There's a usability benefit because you're only using one language (Java) rather than two (Java+XPath), and there's a performance benefit because it cuts out the expensive XPath parsing stage. It also reduces the risk of injection attacks, and is likely to detect more programming errors at compile time. To make this work, we're now requiring a baseline of Java 8.

(2) Tuple types extend the XPath type system to provide better type checking of complex data structures. If you're representing employee data as a map, then instead of declaring it as map(xs:string, item()*), you can now declare it as tuple(empNr: xs:string, dob: xs:date, name: element(personalName)). The result is more readable code, better type checking (meaning faster debugging), and better performance. The extension has been implemented in such a way that it can be used without compromising the portability of your code to other XSLT 3.0 processors.

(3) Arrays, like maps, now have an internal implementation that means updates to individual entries in the array don't require the whole array to be copied, giving substantial performance improvements for applications that use arrays heavily.

(4) Improvements have been implemented to the TinyTree data structure to further reduce memory usage, and to enable zero-cost copying of subtrees from one tree to another in the course of a transformation.

(5) A number of powerful new extension instructions and functions are provided to enable easier query and update of the trees of maps and arrays that typically arise when processing JSON input. For example, the instruction <saxon:deep-update root="json-doc('empData.json')" select="?*[?customer='Jones']?orders" action="array:append($order)"/> reads and parses a JSON file, adds a new order for a selected customer, and returns a data structure representing the modified data set, which can then be serialized using the JSON output method.

(6) Streamed accumulators, as defined in the XSLT 3.0 Recommendation, are extended with a new feature: by annotating an accumulator rule with the attribute saxon:capture="yes", an entire element from the source document can be captured as the value of the accumulator. For example this can be used to capture the header section at the start of a document and make it available for reference while the rest of the document is processed using pure streaming.

(7) The updating primitives of the XQuery Update specification are now available for use in XSLT via Saxon-defined extension instructions. These make many simple updates (such as "delete all comments") easier to express and faster in execution, without sacrificing the declarative nature of the XSLT language. For a future release we are thinking about new data structures that make such updates very efficient, avoiding the need to copy all the data in the source document that has not changed.

(8) The XPath lookup operator "?" has been exploited to provide easier call-out from XSLT and XQuery to Java code. For example, if the variable $connection holds a SQL database connection obtained using the sql:connect() extension function, then the expression $connection?isClosed() calls the Java method isClosed defined on the underlying connection object.

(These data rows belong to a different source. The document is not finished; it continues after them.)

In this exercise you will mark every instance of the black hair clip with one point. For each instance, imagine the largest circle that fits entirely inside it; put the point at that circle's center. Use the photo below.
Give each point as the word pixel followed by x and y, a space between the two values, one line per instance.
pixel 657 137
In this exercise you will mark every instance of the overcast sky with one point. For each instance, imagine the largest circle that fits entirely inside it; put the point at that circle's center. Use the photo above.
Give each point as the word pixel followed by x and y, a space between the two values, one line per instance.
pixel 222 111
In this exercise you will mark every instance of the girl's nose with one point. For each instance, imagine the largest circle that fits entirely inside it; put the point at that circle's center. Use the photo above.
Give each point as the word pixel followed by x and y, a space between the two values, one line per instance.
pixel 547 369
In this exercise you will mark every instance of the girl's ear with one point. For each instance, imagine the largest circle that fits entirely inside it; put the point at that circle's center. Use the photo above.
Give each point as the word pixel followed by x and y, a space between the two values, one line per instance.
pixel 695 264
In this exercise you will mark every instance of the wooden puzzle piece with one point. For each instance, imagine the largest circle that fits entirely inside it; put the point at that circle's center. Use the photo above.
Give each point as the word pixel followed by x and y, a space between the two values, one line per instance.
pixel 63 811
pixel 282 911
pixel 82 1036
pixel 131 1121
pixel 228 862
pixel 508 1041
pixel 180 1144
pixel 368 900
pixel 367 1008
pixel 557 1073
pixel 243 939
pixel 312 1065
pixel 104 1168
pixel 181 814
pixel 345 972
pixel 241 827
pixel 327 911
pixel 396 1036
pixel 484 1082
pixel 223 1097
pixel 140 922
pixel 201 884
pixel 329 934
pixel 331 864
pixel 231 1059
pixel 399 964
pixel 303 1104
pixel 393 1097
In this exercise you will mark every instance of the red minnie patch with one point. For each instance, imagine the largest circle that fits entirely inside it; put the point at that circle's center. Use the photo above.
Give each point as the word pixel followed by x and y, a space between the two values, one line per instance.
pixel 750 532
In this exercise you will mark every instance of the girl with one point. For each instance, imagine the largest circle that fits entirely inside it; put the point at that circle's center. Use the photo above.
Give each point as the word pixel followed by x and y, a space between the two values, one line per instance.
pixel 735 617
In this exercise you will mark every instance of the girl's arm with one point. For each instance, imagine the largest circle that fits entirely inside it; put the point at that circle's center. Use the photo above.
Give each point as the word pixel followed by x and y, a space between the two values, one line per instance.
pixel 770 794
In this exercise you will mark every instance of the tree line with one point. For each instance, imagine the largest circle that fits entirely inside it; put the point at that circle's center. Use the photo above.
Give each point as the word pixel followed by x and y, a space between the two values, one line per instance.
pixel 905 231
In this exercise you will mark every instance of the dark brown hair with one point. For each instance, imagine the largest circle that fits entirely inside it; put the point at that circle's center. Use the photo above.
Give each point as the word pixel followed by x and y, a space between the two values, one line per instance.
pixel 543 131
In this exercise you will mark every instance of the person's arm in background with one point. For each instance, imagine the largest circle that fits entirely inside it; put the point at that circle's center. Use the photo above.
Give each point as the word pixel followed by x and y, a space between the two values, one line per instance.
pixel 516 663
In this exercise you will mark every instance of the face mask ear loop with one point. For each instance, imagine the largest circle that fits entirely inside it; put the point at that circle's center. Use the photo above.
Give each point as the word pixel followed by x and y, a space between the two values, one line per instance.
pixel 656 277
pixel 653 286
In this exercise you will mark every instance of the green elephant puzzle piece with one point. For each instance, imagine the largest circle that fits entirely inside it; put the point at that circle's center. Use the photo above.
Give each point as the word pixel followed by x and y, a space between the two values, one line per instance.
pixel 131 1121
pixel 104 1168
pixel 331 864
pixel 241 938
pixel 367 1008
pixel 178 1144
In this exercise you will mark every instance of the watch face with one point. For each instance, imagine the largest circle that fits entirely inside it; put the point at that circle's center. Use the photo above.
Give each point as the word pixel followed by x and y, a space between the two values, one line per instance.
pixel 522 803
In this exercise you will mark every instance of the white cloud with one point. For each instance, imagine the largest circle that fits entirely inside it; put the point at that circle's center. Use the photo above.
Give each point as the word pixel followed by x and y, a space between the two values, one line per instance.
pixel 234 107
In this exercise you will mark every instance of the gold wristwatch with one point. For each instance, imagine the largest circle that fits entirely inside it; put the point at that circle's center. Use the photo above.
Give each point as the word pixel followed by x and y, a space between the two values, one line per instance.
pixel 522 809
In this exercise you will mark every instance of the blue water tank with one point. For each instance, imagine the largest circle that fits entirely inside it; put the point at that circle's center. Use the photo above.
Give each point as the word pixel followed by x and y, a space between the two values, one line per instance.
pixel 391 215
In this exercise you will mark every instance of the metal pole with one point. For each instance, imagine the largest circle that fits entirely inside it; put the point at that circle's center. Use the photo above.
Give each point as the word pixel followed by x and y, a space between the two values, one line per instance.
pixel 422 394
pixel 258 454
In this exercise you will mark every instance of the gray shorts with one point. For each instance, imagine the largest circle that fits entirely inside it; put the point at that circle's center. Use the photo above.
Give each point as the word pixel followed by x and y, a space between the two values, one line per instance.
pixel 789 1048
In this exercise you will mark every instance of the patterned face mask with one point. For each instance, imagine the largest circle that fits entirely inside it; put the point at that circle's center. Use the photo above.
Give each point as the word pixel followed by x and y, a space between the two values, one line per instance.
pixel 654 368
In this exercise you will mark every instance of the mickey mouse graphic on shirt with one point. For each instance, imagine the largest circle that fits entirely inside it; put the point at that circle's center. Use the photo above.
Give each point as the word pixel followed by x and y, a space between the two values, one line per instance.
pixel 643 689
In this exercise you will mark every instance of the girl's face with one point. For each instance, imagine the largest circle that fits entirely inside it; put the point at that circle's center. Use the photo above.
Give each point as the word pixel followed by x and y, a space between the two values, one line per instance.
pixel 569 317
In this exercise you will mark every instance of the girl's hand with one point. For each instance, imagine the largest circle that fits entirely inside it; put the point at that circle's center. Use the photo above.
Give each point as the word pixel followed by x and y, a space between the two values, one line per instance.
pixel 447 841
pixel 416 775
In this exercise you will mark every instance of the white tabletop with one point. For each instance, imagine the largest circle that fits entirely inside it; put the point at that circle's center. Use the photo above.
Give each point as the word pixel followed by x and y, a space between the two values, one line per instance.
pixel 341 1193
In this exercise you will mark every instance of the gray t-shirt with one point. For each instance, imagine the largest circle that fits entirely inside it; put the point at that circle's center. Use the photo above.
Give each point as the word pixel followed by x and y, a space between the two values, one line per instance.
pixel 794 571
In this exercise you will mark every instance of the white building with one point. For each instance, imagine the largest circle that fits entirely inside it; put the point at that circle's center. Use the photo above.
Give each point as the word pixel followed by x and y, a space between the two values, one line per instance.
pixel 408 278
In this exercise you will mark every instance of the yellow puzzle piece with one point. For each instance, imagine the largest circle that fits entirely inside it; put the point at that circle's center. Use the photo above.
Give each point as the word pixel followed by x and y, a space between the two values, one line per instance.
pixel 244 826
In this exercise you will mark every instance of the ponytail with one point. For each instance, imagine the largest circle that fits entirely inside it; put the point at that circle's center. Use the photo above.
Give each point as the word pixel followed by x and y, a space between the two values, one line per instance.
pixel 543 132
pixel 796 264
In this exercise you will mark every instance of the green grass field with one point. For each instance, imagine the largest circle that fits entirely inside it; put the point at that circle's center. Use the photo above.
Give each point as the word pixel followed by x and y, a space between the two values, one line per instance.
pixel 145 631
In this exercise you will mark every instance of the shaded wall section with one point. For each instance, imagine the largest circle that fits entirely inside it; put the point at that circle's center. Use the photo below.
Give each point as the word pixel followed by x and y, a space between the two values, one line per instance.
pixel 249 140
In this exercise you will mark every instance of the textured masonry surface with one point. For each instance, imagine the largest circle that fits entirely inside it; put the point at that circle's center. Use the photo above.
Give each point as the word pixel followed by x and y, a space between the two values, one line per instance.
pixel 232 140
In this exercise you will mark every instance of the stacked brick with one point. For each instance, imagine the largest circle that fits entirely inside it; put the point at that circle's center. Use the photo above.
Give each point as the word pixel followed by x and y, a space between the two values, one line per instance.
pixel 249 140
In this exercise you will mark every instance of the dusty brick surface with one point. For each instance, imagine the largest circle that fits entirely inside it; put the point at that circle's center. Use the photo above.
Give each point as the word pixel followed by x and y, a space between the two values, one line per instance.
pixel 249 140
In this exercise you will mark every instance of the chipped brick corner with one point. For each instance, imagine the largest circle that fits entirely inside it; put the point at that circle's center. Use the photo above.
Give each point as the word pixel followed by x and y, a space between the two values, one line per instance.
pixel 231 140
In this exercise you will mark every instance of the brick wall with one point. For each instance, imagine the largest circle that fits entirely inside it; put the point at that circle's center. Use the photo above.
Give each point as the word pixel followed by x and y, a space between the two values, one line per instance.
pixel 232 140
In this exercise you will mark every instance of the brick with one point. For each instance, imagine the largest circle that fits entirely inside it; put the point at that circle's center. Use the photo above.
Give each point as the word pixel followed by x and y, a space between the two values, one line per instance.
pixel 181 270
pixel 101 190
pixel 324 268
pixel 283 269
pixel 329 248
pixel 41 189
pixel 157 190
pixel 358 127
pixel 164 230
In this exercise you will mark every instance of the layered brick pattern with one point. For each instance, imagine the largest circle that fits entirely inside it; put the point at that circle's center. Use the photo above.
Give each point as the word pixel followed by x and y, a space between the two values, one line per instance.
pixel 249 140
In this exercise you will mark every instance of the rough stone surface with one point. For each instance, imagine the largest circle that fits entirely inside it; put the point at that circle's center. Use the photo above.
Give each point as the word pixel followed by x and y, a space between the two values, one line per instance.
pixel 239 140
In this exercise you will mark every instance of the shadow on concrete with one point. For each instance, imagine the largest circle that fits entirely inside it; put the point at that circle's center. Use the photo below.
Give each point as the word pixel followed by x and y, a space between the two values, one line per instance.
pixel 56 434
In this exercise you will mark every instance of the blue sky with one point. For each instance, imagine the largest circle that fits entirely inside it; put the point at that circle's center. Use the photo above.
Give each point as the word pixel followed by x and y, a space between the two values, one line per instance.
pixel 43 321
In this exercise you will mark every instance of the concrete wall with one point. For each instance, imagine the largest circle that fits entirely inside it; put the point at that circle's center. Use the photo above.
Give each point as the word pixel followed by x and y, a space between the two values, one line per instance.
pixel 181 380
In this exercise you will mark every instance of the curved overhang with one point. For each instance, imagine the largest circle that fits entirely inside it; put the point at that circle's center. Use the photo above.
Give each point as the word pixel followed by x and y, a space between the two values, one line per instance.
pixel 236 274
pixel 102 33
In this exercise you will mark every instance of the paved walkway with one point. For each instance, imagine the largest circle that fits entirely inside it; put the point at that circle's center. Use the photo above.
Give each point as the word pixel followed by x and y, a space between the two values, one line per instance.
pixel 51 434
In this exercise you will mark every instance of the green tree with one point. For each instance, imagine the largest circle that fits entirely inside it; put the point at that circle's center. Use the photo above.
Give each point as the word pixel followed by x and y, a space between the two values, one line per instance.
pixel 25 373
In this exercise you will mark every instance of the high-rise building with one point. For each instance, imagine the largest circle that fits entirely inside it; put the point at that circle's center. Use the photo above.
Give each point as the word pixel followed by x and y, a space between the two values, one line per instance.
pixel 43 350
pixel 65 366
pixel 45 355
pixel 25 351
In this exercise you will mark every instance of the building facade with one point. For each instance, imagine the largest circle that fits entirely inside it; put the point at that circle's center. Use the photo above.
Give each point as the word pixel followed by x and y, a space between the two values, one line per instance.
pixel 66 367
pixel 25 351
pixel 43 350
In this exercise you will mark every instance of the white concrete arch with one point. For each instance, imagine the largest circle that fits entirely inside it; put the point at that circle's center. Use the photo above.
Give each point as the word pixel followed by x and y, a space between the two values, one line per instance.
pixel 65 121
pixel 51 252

(9) The ability for an XSLT stylesheet to produce "raw" output (for example, a sequence of integers rather than an XML document), as envisaged in the XSLT 3.0 specification, is now much better supported in the Saxon API. A new RawDestination< is available to define the destination of a transformation. Internally, there has been a significant tidying-up of the interface between the transformation engine and a destination such as a Serializer.

(10) There have been further improvements to diagnostics on type errors. This applies especially when passing complex data structures between templates and functions using maps. In general, instead of telling you that the expected type was X but the supplied value V was an instance of Y, the message now tells you in what way V fails to conform to the type X: for example, if X is map{xs:string, node()} and V contains an entry whose key is of type xs:untypedAtomic, then the error message in 9.8 would tell you that V is an instance of map{xs:anyAtomicType, node()}, while 9.9 will tell you that V is not an instance of map{xs:string, node()} because it contains a key whose type is xs:untypedAtomic and whose value is (say) "Idaho".